Asimilasyona Karşı Tepki Biçimlerimiz ve Dersimli Kurumların Asli Görevleri

Dersim başlığı altında yüzlerce sorunla karşılaşılırken Dersimliler bilmelidirler ki; William Shakespeare’in de dediği gibi “Olmak ya da olmamak, işte bütün mesele bu…” biçiminde cereyan etmelidir…

Hükmedenlerce her bir ayak bağı devreye sokulduğunda, yaptığımız ilk ve son şey protesto hakkını kullanmak oluyor.

Diyelim ki basın açıklaması, kınama, dikkat çekme, protesto eylemleri yapıldı. Ki yapılmalı. Peki bu kadar mı? Dersimli dernekler olarak halkımıza “Kırmançki inanç ve dil eğitimlerinde yoğunlaşma süreci ile üzerimize düşen bir diğer sorumluluğumuzu üstümüze alıp, çalışmalar yapacağız” demeniz tamamlayıcı olmaz mı?

Dikkat ettiniz mi? Hep istiyoruz. Ama kendimiz Kırmançki inancına ve diline ciddi yaklaşmıyoruz. Diyelim ki devlet yasaklamış. Diyelim ki devlet cemaatlerini göndermiş. Diyelim ki devlet yok saymış. Biz ne yapacağız? Sadece protesto açıklamaları yapacak kurumlar mı kuracağız? Bir iki bölgede kendiliğinden gelişen dil kursları kaideyi bozar mı? Ta ki, dernek ve federasyonlar, program düzeyinde(!) yukarıdan aşağıya doğru Kırmanç inancı ve dili üzerine “eğitim kongresi” yapılmayıncaya kadar benim bu işin yüzeysel olmadığına ikna olmam beklenemez…

Gayemizin ne olduğuna bakmak önemli… Durum birazdan fazla “amaç ile araçları” karıştırmaya benziyor sanırım. Sadece karşı çıkma adına, karşı çıkmak mı bu acaba? Sahiplenmek ve varoluş sebebine sarılmak olarak algılamak maalesef çoktan çok, çok zor…

Görünen o ki, genel düzeyde Dersimli kişi ve tüzel kişilikler, inançlarına ve dillerine bağlı değiller. Öyle olmuş olsaydı, bunun kurumsal yansıması toplum dinamikleri haline gelir ve bugün “cemaatleri avcı, kendimizi de av” olarak görmezdik.

İşin asıl yüzünü görmüyoruz.
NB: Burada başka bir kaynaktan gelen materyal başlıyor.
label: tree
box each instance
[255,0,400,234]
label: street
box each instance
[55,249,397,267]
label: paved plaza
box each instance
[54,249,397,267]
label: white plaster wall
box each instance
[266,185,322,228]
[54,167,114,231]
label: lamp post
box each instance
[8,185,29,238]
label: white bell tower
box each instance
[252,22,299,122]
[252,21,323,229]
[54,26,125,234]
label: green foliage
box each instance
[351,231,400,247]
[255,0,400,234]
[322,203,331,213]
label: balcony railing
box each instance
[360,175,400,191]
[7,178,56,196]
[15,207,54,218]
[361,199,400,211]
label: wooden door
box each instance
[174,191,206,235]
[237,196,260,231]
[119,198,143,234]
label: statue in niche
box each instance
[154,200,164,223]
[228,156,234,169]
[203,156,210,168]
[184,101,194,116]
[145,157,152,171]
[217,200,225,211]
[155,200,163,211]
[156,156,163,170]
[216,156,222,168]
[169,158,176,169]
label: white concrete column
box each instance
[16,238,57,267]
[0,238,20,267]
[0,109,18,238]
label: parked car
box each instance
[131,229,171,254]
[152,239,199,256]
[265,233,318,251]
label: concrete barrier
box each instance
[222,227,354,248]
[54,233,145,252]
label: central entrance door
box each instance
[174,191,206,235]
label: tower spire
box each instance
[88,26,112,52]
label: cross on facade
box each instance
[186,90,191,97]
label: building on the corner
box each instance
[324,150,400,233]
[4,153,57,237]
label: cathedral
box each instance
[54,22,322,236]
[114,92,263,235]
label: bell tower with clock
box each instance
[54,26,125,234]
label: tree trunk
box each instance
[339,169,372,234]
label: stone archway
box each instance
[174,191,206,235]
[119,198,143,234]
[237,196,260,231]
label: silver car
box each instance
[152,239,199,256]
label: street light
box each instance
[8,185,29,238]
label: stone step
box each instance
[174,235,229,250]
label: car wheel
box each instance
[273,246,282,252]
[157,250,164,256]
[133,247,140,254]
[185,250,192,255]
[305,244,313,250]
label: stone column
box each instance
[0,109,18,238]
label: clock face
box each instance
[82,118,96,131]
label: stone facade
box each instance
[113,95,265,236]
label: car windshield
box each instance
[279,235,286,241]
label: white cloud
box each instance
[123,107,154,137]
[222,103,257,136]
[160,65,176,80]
Kırmanç inancına ve diline yönelik asimilasyon politikalarına karşı, “Kırmanç İnanç ve Dil Eğitimi” vermeyi denemiyoruz. İlginçtir ki, Dersimliler ve özellikle Dersim coğrafyasında bu tür karşı çıkışlar dışında hiçbir eğitsel çalışması olmayan Dersimli kurumlar düşündürücü durumda.

Örneğin, Dersim Merkez’de ”özel eğitim merkezi“ olan kaç kurumumuz var? Bizler, aktif sorumluluk alıp, Dersim’de uzun soluklu kongreler yaptık mı? Dersimli kurumlar kendi dilleri ve İnançları konusunda ne kadar teşviksel davranıyor? Bizler, Dersimli kurumlar olarak kendi kimliğimize sahip çıkmıyorsak neyi protesto ediyoruz? Tabii, burada sadece Dersimli kurumlar değil aynı zamanda Dersim’deki diğer siyasi kurumlar da bu eleştirilere dahildir.

Bu, Shakespeare’e göre şu demektir;

“Ve nice büyük, yiğitçe atılışlar
Yollarını değiştirip bu yüzden
Bir iş, bir eylem olma gücünü yitiriyorlar”.

Kısaca söylemek gerekiyorsa; Dersimli kurumlar ve Dersim’deki diğer siyasi kurumlar Kırmançki Dili ve Kırmanç İnancını, “olmazsa olmaz” olarak ele almalı ve karşı koyuşlarına “taşı gediğine koymak” olarak eklemelidirler. Bu olmadığı takdirde, bütün karşı koyuşlarımız “Bir iş, bir eylem olma gücünü yitiriyorlar.”

Bunun için Dersim’de;

Dimilki/Kırmanç dili ve inancını öğrenmek ve öğretmek, her türlü siyasi Cemaate verilecek en güzel cevaptır.